Linux | Punto Switcher
The first week was denial. He searched "punto switcher linux" and found graveyards. Forum threads from 2012 with dead links. A Python script on GitHub that hadn't been updated since the Obama administration. Someone named @xenolt had started a project called "X-Switcher" but abandoned it after 17 commits. The README said: "Works on my machine. Mostly."
Then he hit send without once looking at the keyboard layout.
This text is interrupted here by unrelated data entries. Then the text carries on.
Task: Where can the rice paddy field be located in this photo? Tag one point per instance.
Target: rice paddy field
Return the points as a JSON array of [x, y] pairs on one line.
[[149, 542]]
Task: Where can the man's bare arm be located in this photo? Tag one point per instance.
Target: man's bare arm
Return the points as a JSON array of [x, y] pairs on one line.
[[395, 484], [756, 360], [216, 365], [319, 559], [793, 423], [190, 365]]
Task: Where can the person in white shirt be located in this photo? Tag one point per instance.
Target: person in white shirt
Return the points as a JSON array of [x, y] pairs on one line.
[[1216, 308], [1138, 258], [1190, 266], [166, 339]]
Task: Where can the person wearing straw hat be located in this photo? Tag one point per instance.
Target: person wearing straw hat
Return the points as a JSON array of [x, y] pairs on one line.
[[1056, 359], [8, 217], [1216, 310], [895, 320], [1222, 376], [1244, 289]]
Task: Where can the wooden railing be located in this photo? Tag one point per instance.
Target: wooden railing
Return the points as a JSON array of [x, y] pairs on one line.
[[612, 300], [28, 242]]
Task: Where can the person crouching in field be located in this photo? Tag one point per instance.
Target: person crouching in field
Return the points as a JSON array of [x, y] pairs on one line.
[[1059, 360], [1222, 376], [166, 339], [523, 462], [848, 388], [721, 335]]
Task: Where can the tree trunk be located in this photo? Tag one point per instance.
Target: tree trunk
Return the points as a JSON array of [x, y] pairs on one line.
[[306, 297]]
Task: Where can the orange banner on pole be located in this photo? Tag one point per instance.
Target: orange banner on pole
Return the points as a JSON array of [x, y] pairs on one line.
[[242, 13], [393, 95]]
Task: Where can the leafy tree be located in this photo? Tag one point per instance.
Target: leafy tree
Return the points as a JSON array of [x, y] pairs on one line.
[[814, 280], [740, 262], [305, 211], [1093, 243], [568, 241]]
The code was 847 lines of Python. It used python-xlib to hook into X11's record extension. It listened to every key press, every key release. It maintained a buffer of the last 30 characters. It had a dictionary of 4,000 common Russian words and their English typo equivalents. punto switcher linux
It wasn't a dramatic break. No smashed hard drives or angry forum posts. Just a quiet Tuesday when he realized Windows had become a rented room, and he wanted a house he owned. He installed Ubuntu 22.04 LTS, chose a soothing dark theme, and felt a breath of freedom.
He had never written Rust before. But he knew that C would give him memory nightmares, Python was too slow for real-time key interception, and Rust had a library called evdev that could talk directly to the kernel's input subsystem. The first week was denial
By day ten, Alexei had a text file called autoswitch_attempts.txt with 43 entries. Each one crossed out in red pen (figuratively—he used sed ).
Misha paused. Then: "But there's a ghost." A Python script on GitHub that hadn't been
Then he tried to type.
"You realize that script is reading every single thing you type," Misha said. "Passwords. Credit cards. Private messages."